Rasmuson is survived by his wife Cathy, and daughters Laura Emerson and State Sen. Natasha von Imhof. He was preceded in death by sons David and Bruce.


  1. A tall tree has fallen.. yet it’s roots are still deeply planted in the state coffers. Let us mourn the passing of the man, and yet rejoice if we are able to separate his organizations undue and unwarranted influence of state government and the legislature itself.

  2. Health is the great leveler. No matter if you are a celebrity, a great athlete, politician, powerful, or of great wealth. Those titles mean little at the end.
    Ed was very lucky to have inherited the family fortune. It allowed him to
    live lavishly. But he did more. His foundation, created out of the fortune he then found himself with , made life better for countless Alaskans. Yes, he jetted around the world in his Grumman Gulfstream, taking friends and family to exotic places. But He also used his wealth to provide to others what most of us take for granted; like a roof over our head, running water, heat, food, and educational Opportunities. He used his fortune to help countless others. And hopefully that is how he will be remembered. His family is undoubtedly comforted by that legacy.

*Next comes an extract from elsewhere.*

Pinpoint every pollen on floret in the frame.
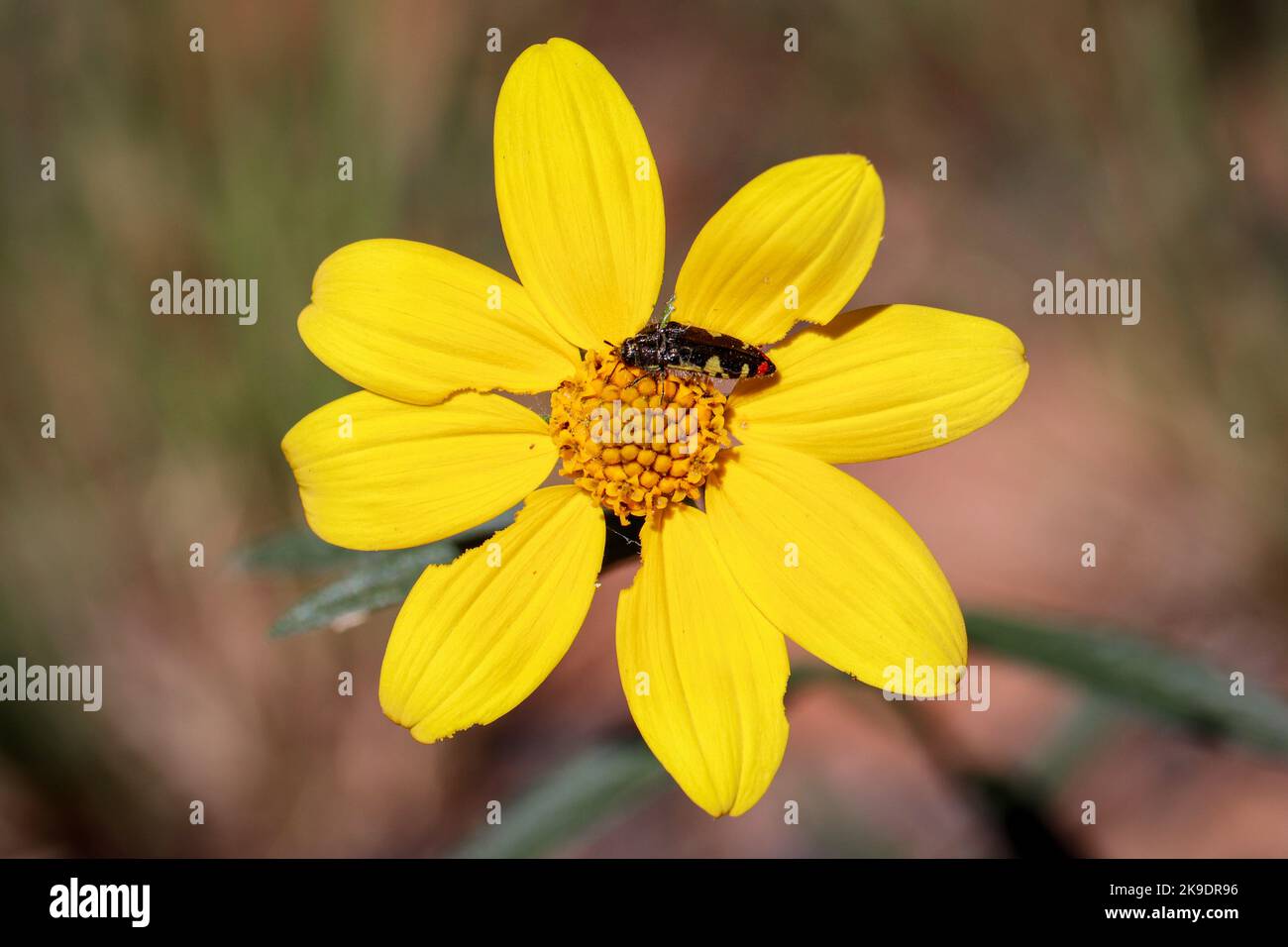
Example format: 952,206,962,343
550,352,730,524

  3. Sorry Suzanne, but I just have to ask you (and others): why is there this sudden and strange avoidance of, and aversion to, the use of the words “death” and “died”?
    What did Mr. Rasmuson “pass”? Are we on the highway with him?
    The headline should simply state “Ed Rasmuson has died”.

  4. Sad to hear of the loss of a good and philanthropic man from our city. (“A good man can save a city” according to scripture). I do not concur, however, with his position vis a vis the PFD. No matter how much private wealth he successfully husbanded within Alaska he has not been accorded by the US Constitution (“this constitution”) special, unique privileges to determine unilaterally or through personal agents the PFD share of the people of Alaska’s resources when that has been defined in statute especially when resource wealth, mineral rights, have been stripped without CFR 49 mandated negotiated, appraised and and prior paid-for process that is due prior to taking. That due process is not in evidence. It didn’t happen that’s why. The already delimited remedy is the current PFD statute which is now being broken by those who are the only ones who have an obligation to keep it – oath to obey laws and defend the Constitution while taking a stipend from public trust trust funds by elected representatives. This public law breaking with total impunity is an offense against Alaskans and justice.

    • Just when I think that reasonable minds can agree about the valuable contributions a man like Ed Rasmuson made during his 81 years, someone comes along and degenerates him with an unpleasant post that I challenge anyone to understand. Well done Aleutian. Your insensitivity is astounding.

      • I thought Aleutians post was totally on point, and more than generous it was fair. No one appointed the Rasmuson clan our saviors, and while they have done many philanthropic things, they’ve gotten wealthy and powerful and maintained that wealth and power, in at least some measure by the influence they wield in Juneau—influence which, heretofore, they have used to keep decisions out of Alaskans hands in the hands of a few wealthy elites like themselves. Their strong opposition to the PFD very bluntly reveals what they, and those like them believe; that they and their kind should hold Alaskas wealth in trust, and the average Alaskan is not worthy of that privilege. It’s not only accurate, it’s something that many people who peer into the workings of this state have known for years and yet the average Alaskan does not. It needs to be spoken of more, out loud, and in the daylight, but for fear of this same power this family holds for many years it has not. I won’t be as kind as Aleutian; Ed may have done good things, but his ultimate ideology of a benevolent ruling class, is just this side (and some would say just the other side) of evil, and it’s gotten us to where we are now: divided and insolvent.

      • Born, raised and marinated in this place where you choose to invest and place a family. I did not denigrate anyone. I said the CFR for public takings was not followed. It was not. He had different work.